Facilitated diffusion

This process is for the substances which can not diffuse through semi-permeable membrane like glucose, amino acids, etc. Plasma membrane contain specialised protein carrier molecules, which attracts and bind the substances in lock and key mechanism. The carrier then changes its shape and deposit the substance across the membrane. The carrier site is specific and can be used by only one substance.

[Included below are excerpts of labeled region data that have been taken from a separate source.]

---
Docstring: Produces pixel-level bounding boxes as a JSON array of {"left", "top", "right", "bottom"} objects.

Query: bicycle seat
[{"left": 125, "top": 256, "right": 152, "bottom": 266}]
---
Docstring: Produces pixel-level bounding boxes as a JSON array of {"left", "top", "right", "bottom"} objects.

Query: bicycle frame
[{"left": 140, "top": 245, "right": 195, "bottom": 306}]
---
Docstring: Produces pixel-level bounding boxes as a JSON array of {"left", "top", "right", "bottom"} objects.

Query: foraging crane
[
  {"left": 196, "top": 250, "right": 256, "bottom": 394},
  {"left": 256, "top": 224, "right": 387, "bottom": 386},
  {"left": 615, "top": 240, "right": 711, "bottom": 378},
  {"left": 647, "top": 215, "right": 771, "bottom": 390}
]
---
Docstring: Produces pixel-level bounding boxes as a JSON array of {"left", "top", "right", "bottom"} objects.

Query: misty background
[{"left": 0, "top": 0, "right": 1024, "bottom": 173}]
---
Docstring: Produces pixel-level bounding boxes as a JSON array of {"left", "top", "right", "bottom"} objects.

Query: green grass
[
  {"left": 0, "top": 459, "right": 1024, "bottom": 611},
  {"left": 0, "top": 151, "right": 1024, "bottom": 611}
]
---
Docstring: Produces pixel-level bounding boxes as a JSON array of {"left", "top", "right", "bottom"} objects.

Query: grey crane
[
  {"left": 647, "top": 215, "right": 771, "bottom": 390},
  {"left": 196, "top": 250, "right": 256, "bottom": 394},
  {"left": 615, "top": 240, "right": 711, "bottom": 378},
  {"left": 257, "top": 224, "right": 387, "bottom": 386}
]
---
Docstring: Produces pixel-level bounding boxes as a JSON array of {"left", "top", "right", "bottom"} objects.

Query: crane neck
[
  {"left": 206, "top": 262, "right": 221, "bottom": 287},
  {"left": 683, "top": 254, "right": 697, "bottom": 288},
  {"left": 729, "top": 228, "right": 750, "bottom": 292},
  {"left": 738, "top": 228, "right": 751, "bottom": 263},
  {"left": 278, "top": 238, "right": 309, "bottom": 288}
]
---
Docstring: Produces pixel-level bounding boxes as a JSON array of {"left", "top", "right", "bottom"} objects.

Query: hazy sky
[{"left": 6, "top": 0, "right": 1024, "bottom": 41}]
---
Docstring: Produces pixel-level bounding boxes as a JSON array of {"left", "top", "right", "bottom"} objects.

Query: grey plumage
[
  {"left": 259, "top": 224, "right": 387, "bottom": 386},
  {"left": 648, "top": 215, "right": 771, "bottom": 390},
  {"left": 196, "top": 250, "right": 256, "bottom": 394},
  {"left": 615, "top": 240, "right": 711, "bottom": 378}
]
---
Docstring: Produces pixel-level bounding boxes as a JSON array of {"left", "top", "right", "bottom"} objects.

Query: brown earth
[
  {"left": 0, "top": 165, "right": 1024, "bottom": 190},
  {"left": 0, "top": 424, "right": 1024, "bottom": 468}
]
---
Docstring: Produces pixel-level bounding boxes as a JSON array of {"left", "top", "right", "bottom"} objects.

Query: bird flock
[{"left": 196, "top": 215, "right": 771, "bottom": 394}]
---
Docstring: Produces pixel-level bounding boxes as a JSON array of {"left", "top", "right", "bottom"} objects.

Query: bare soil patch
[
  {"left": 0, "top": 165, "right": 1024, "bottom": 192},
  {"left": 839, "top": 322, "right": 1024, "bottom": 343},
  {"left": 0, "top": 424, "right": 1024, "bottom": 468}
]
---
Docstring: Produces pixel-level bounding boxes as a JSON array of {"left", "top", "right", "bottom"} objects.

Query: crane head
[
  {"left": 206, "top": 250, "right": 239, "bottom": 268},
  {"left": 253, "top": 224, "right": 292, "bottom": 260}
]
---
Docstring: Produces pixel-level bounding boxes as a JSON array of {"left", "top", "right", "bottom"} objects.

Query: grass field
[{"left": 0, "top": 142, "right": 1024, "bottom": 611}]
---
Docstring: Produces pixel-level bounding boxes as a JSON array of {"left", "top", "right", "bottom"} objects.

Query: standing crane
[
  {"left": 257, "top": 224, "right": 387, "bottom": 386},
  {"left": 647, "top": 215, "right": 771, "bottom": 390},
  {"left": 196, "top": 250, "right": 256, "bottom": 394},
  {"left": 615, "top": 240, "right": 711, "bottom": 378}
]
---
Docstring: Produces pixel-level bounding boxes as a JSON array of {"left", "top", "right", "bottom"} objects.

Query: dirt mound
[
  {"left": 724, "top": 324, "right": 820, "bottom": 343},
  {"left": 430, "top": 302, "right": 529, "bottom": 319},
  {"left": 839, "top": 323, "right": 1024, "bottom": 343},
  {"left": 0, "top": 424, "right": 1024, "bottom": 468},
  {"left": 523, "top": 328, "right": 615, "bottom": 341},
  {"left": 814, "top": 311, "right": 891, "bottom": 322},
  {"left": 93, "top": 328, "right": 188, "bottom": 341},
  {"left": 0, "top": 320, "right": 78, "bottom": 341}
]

It is the passive movement of water down its concentration gradient towards equilibrium across semi-permeable membrane. The force with which it occurs is called as osmotic pressure. This mechanism is useful for the molecules which can not be passed through membrane by diffusion method. The water molecule dilutes the more concentrated solution and concentrates the dilute solution. When the equilibrium is reached, having same concentration on the both side of membrane, the solution is said to be isotonic.

Active transport

This is the transport of substances up their concentration gradient (uphill) means from lower concentration to higher concentration. This transport requires chemical energy which is provided by ATP. The carrier sites are specific and can be used by only one substance. Hence the rate of transportation of the substance depends on the number of sites available. Active transport is of two types one is sodium-potassium pump and another is bulk transport.

Sodium-potassium pump

This mechanism maintains homeostasis of two electrolytes, sodium and potassium. Potassium is present intracellularly and sodium is present extracellularly. These ions may diffuse down their concentration gradient like potassium outwards and sodium inwards. In this case homeostasis is maintained by pumping out excess sodium across the cell membrane in exchange for potassium. This pump may utilise up to 30% of the ATP required for cellular metabolism.

Bulk transport

The molecules which can not transported by semi-permeable membrane are transported via bulk transport. Such molecules are engulfed by extensions of the cytoplasm which enclose them forming membrane bound vacuole. When the vacuole is small, pinocytosis occurs and when vacuole is large phagocytosis occurs. Then lysosomes adhere to the vacuole membrane and releases certain enzymes which digest the contents.

Transport across cell membrane
Transport across cell membrane source: futurelearn


Cell transport is the fundamental process which governs the movement of molecules across the cell membrane. It contains diffusion where substances move from areas of higher concentration to lower concentration. In case of osmosis there is a movement of water molecule across the cell membrane. Active transport mechanism requires energy expenditure. It involves pumping the ions or other molecules against their concentration gradient. Facilitated diffusion and bulk transport depends on the carrier proteins for cellular transport.

Understanding these mechanisms is important to regulate the internal environment of cell. It also ensures the proper balance of nutrients and ions with efficient management of waste products.

Frequently asked questions

What are the 2 types of membrane transport?

Membrane transport is mainly classified into two types based on energy requirement. One is passive transport where energy is not required for transportation and another is active transport which requires energy for transportation.

What is concentration gradient?

It is the gradual change in concentration of a substance within the region. It refers to the difference in concentration of solute between two areas.

What is diffusion?

Diffusion is the natural movement of particles or molecules from an area of higher concentration to area of lower concentration.

What is osmosis?

Osmosis is the movement of water molecules across a semi-permeable membrane from an area of lower concentration of solute to higher concentration of solute, by achieving equilibrium across both sides of membrane.